SEATTLE (AP) — A woman who was assaulted on a cruise ship has filed a federal lawsuit against Holland America claiming it fails to oversee its workers and provide adequate security.
The lawsuit filed in U.S. District Court in Seattle claims the woman had gone to bed on the night of Feb. 13, 2014, when a room service attendant attacked her after hiding in her cabin.
When she resisted, the attacker beat her up and tried to throw her overboard, the lawsuit says.
It also claims the cruise line provides its room service attendants with master keys to cabins but doesn't properly screen them. In addition, it says people onboard get the front desk, not security, when they call 911.
The ship was off the coast of Honduras at the time of the attack. The cruise was part of a roundtrip from Fort Lauderdale, Florida.
Holland America, which bases its U.S. operations in Seattle, responded with a statement saying passenger safety is their top priority and to the knowledge of company official, nothing like it had happened in the firm's 142-year history.
"We are terribly saddened that this event occurred," said spokeswoman Sally Andrews. "Our thoughts, prayers and support remain with the victim and we are committed to a fair and collaborative resolution of this tragic event. It is right that justice prevailed and the perpetrator was sentenced accordingly."
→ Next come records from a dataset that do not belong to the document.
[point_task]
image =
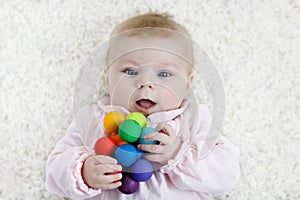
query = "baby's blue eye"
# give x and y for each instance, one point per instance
(164, 74)
(131, 72)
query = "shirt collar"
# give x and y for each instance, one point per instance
(105, 105)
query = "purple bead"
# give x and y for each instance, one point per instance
(129, 185)
(141, 170)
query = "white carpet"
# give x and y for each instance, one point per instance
(254, 44)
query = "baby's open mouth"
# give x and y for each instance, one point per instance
(145, 103)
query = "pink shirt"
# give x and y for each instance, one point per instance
(192, 174)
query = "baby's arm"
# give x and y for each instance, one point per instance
(216, 174)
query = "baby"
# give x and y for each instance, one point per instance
(149, 70)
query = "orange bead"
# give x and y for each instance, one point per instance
(112, 120)
(118, 140)
(105, 146)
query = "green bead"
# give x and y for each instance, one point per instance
(139, 118)
(130, 130)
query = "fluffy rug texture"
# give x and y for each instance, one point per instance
(255, 46)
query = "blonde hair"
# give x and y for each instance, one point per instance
(148, 25)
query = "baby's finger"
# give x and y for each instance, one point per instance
(160, 137)
(166, 128)
(111, 178)
(109, 169)
(100, 159)
(153, 157)
(151, 148)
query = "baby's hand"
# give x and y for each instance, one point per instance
(102, 172)
(169, 145)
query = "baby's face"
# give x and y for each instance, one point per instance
(146, 75)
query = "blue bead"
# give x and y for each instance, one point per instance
(146, 131)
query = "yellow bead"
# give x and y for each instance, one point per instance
(138, 117)
(112, 120)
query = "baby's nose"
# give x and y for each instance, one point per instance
(149, 85)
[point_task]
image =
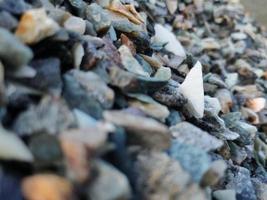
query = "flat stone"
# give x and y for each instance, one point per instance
(13, 148)
(75, 24)
(94, 85)
(50, 116)
(17, 55)
(141, 130)
(149, 106)
(187, 133)
(107, 176)
(192, 89)
(163, 35)
(98, 16)
(160, 176)
(48, 186)
(35, 26)
(130, 63)
(224, 195)
(240, 181)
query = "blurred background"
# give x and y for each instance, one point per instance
(257, 9)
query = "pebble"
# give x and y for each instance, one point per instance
(17, 55)
(13, 148)
(141, 130)
(163, 35)
(75, 24)
(35, 26)
(187, 133)
(192, 89)
(47, 186)
(105, 181)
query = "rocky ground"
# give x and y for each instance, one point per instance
(132, 99)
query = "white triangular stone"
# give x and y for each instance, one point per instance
(192, 89)
(163, 35)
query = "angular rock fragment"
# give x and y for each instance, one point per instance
(187, 133)
(141, 130)
(160, 176)
(163, 35)
(50, 116)
(110, 180)
(75, 24)
(17, 55)
(193, 159)
(13, 148)
(47, 186)
(35, 25)
(192, 89)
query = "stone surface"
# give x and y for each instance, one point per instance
(35, 25)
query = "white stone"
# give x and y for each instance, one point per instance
(192, 89)
(75, 24)
(163, 35)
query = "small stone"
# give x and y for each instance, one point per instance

John Hickey, a lawyer for the victim, said the attack was a woman's worst nightmare. The woman, who is from Michigan, was not named in the suit.
The worker pounced on the woman and used heavy objects in the room to hit her on the head and a telephone cord to strangle her, Hickey said.
The attack lasted more than 45 minutes, he said. When she finally broke out of the room, she ran into other passengers who had congregated in the hallway in response to her screams, he said. Her "face and arms were covered with blood, and she was half-naked," he said.
Hickey said the attacker, Ketut Pujayasa, was arrested and charged in U.S. District Court in Miami. He pleaded guilty and was sentenced to 30 years in prison.
The lawsuit claims there is a delay in security personnel response because of Holland America's 911 procedures.
When cruise personnel finally arrived outside the cabin, it was a front desk worker who did not have a key to the cabin, Hickey said.
"That is, Holland America allowed the perpetrator, a junior room service attendant, who beat and attempted to murder the passenger, to have more access to room keys and thus to cabins than the person responding to an emergency onboard," Hickey said.
The lawsuit is seeking unspecified punitive and compensatory damages.